Of course, most of us don't posses the eloquence of a Carl Sagan, the insights of a Deborah Tannen, or even the infectious enthusiasm of a Bill Nye. But, we don't need to in order to be successful.

In fact, Joe Friday of the old "Dragnet" TV series might just be the right role model for us. His "just the facts" approach happens to tell a great story. Think about it: Rates of return on the taxpayer's investment that reach at least 50 percent. New discoveries like planets beyond our solar system and the breaking of the genetic code. A great team of researchers and educators that spans industry, academe, and government. And, a commitment to learning by doing, specifically by linking teaching with research.

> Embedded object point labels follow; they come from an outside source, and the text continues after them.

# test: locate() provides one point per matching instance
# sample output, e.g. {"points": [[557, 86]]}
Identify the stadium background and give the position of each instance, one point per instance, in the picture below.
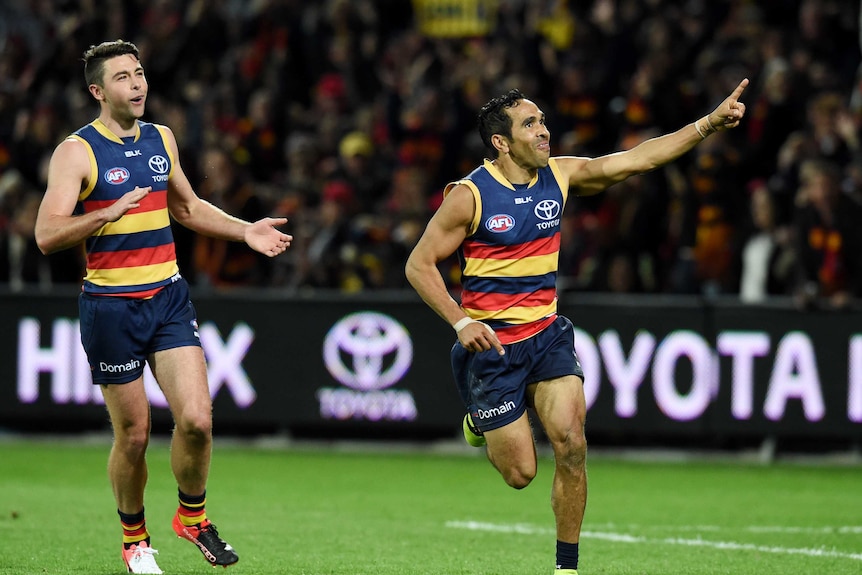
{"points": [[349, 116]]}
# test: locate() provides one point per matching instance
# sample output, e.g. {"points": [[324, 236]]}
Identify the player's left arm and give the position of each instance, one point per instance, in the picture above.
{"points": [[205, 218], [590, 176]]}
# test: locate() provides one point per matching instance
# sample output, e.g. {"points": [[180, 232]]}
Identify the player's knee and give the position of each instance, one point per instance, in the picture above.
{"points": [[132, 440], [197, 427], [518, 476], [570, 448]]}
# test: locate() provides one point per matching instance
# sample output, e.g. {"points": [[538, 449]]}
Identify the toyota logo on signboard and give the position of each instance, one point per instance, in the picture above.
{"points": [[367, 351]]}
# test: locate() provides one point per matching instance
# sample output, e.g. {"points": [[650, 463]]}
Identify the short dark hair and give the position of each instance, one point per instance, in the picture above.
{"points": [[493, 118], [95, 56]]}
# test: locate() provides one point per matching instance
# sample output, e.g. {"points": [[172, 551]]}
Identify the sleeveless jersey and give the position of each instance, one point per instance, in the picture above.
{"points": [[134, 256], [509, 260]]}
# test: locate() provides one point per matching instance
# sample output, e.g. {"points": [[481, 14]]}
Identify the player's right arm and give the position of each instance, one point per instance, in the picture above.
{"points": [[68, 172], [446, 230]]}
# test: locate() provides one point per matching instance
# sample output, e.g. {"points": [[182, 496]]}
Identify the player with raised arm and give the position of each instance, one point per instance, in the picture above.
{"points": [[513, 349]]}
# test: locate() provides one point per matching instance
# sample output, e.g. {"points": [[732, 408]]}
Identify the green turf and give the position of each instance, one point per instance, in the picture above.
{"points": [[325, 511]]}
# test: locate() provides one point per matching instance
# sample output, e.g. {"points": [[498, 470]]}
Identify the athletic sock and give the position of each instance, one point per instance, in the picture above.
{"points": [[567, 555], [192, 509], [134, 528]]}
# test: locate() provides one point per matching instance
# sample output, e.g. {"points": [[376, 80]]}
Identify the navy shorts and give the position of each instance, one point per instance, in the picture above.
{"points": [[493, 387], [119, 333]]}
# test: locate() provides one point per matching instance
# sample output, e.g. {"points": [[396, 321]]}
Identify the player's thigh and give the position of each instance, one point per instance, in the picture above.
{"points": [[127, 404], [182, 376], [512, 444], [561, 406]]}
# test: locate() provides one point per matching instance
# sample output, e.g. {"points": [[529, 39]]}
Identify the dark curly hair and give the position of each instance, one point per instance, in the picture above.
{"points": [[493, 118], [95, 56]]}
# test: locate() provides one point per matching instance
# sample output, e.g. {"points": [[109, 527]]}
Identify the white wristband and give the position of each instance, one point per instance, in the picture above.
{"points": [[699, 132]]}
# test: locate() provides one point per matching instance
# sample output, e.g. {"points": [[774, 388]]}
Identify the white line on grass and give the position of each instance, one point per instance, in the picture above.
{"points": [[825, 530], [527, 529]]}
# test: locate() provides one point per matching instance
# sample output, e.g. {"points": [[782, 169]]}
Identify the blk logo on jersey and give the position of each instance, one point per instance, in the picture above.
{"points": [[500, 223], [117, 176]]}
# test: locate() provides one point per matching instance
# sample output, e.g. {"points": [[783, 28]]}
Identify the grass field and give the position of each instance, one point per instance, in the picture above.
{"points": [[322, 511]]}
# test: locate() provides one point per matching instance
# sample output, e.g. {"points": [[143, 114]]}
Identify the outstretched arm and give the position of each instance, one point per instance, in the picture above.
{"points": [[56, 227], [590, 176], [205, 218]]}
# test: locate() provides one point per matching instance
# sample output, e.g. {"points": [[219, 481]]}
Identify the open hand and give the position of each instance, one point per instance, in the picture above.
{"points": [[262, 236]]}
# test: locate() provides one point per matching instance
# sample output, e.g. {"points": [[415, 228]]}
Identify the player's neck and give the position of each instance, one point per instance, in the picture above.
{"points": [[121, 128], [513, 172]]}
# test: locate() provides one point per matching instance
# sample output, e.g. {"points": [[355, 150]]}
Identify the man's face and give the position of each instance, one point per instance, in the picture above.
{"points": [[125, 87], [530, 144]]}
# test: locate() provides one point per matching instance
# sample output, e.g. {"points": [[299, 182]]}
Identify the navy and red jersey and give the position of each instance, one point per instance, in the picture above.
{"points": [[134, 256], [510, 258]]}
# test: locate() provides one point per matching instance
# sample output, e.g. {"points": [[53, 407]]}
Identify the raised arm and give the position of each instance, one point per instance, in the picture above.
{"points": [[590, 176], [446, 230], [56, 228], [205, 218]]}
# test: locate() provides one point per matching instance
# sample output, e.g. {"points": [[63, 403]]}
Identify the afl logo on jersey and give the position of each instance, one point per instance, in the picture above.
{"points": [[500, 223], [117, 176]]}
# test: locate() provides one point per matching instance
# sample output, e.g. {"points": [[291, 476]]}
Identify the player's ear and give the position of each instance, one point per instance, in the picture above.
{"points": [[500, 143], [96, 91]]}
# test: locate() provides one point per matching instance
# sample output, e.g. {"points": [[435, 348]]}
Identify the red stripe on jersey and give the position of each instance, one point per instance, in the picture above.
{"points": [[131, 258], [150, 203], [540, 247], [495, 301]]}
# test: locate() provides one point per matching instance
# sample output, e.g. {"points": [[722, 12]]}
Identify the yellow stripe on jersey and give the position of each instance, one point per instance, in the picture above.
{"points": [[94, 174], [558, 175], [136, 223], [518, 315], [529, 266], [132, 276], [163, 133]]}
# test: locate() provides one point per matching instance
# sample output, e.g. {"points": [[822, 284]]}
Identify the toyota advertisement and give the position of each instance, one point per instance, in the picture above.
{"points": [[379, 367]]}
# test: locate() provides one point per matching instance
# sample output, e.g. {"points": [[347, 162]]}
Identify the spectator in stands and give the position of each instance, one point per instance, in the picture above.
{"points": [[829, 238]]}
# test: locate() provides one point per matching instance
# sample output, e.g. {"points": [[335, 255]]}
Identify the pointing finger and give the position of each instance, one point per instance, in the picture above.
{"points": [[739, 89]]}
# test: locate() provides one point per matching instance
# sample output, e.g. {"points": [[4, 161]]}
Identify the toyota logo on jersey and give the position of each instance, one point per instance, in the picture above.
{"points": [[500, 223], [117, 176]]}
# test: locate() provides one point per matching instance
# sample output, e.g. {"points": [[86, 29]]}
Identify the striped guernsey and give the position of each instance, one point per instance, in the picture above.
{"points": [[134, 256]]}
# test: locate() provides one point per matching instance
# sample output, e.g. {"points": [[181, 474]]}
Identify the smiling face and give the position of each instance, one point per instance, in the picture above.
{"points": [[529, 147], [123, 89]]}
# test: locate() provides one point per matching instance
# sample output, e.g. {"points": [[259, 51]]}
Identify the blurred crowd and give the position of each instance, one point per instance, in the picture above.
{"points": [[349, 116]]}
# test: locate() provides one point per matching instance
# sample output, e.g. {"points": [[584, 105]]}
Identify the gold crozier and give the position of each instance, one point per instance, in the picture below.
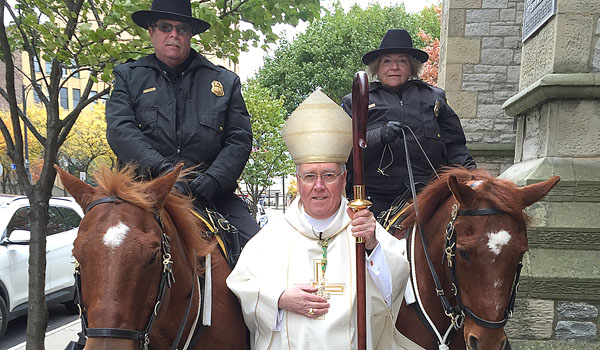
{"points": [[326, 289]]}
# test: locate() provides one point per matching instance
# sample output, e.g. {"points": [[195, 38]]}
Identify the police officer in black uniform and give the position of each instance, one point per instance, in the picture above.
{"points": [[175, 106], [398, 100]]}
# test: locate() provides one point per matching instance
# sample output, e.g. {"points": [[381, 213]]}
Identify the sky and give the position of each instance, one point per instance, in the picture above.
{"points": [[252, 60]]}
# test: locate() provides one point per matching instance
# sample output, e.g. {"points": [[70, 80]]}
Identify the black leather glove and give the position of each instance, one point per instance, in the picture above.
{"points": [[183, 186], [161, 168], [204, 187], [391, 131]]}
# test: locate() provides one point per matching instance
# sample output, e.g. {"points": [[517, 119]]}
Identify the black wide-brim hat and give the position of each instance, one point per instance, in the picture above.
{"points": [[396, 41], [174, 10]]}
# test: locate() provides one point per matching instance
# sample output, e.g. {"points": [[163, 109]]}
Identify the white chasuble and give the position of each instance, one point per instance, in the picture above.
{"points": [[288, 252]]}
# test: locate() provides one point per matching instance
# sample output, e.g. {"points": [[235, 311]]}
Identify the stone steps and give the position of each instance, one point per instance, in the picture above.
{"points": [[552, 345], [560, 274]]}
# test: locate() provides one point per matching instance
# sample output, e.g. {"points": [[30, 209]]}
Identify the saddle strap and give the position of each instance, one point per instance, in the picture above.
{"points": [[207, 302], [213, 230]]}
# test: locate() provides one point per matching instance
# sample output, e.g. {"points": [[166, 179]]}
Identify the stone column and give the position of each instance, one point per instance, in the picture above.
{"points": [[557, 113], [480, 55]]}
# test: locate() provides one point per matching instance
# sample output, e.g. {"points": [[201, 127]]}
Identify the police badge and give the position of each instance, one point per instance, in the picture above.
{"points": [[217, 88]]}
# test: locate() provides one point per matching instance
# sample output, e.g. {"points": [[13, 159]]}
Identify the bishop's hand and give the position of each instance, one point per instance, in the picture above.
{"points": [[301, 300], [363, 225]]}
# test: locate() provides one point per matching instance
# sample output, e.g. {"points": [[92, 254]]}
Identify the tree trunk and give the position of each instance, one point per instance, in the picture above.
{"points": [[37, 312]]}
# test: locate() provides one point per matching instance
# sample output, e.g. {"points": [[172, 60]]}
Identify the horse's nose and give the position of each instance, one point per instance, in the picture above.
{"points": [[473, 342]]}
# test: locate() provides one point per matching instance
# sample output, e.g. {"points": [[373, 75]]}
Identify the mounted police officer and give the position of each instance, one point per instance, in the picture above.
{"points": [[175, 106], [399, 100]]}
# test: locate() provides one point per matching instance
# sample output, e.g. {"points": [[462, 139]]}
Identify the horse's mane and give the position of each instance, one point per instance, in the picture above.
{"points": [[126, 185], [502, 194]]}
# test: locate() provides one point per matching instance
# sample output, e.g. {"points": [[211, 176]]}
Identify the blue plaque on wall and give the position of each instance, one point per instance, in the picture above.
{"points": [[536, 14]]}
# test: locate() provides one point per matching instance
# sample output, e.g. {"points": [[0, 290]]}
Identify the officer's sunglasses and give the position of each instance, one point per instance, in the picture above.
{"points": [[165, 27]]}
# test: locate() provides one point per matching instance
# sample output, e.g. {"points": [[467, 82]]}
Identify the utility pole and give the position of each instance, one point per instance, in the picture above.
{"points": [[25, 136], [283, 198]]}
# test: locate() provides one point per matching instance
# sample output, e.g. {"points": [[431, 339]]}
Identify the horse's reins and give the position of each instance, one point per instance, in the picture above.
{"points": [[458, 312], [167, 279]]}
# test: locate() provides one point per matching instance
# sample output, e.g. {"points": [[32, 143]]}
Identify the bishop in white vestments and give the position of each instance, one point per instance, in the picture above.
{"points": [[296, 279]]}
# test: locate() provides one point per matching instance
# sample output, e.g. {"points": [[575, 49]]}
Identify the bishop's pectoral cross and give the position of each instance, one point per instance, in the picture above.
{"points": [[326, 289]]}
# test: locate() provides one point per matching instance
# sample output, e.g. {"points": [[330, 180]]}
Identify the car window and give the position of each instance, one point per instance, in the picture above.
{"points": [[70, 216], [19, 221], [57, 222]]}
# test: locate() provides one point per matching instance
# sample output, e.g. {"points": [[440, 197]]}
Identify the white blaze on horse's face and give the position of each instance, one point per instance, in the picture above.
{"points": [[497, 241], [115, 235]]}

All in all, it's a story of hope and promise for America's future that builds on the successes of the past. It also should never grow stale, since every institution, every department, and every person involved adds new levels of detail and perspective.

And so, I'll conclude by saying we need to make sure this story gets told and told often, in whatever form best conveys the message. Now more than ever, preserving the health and adaptability of America's science, engineering and education enterprise is no trivial task. It requires generous taxpayer investments for research and education as well as a renewed commitment to public understanding and outreach by the science and engineering community.

I know all of you can help make that happen.

Thank you. I'll be happy to take any questions and hear your comments.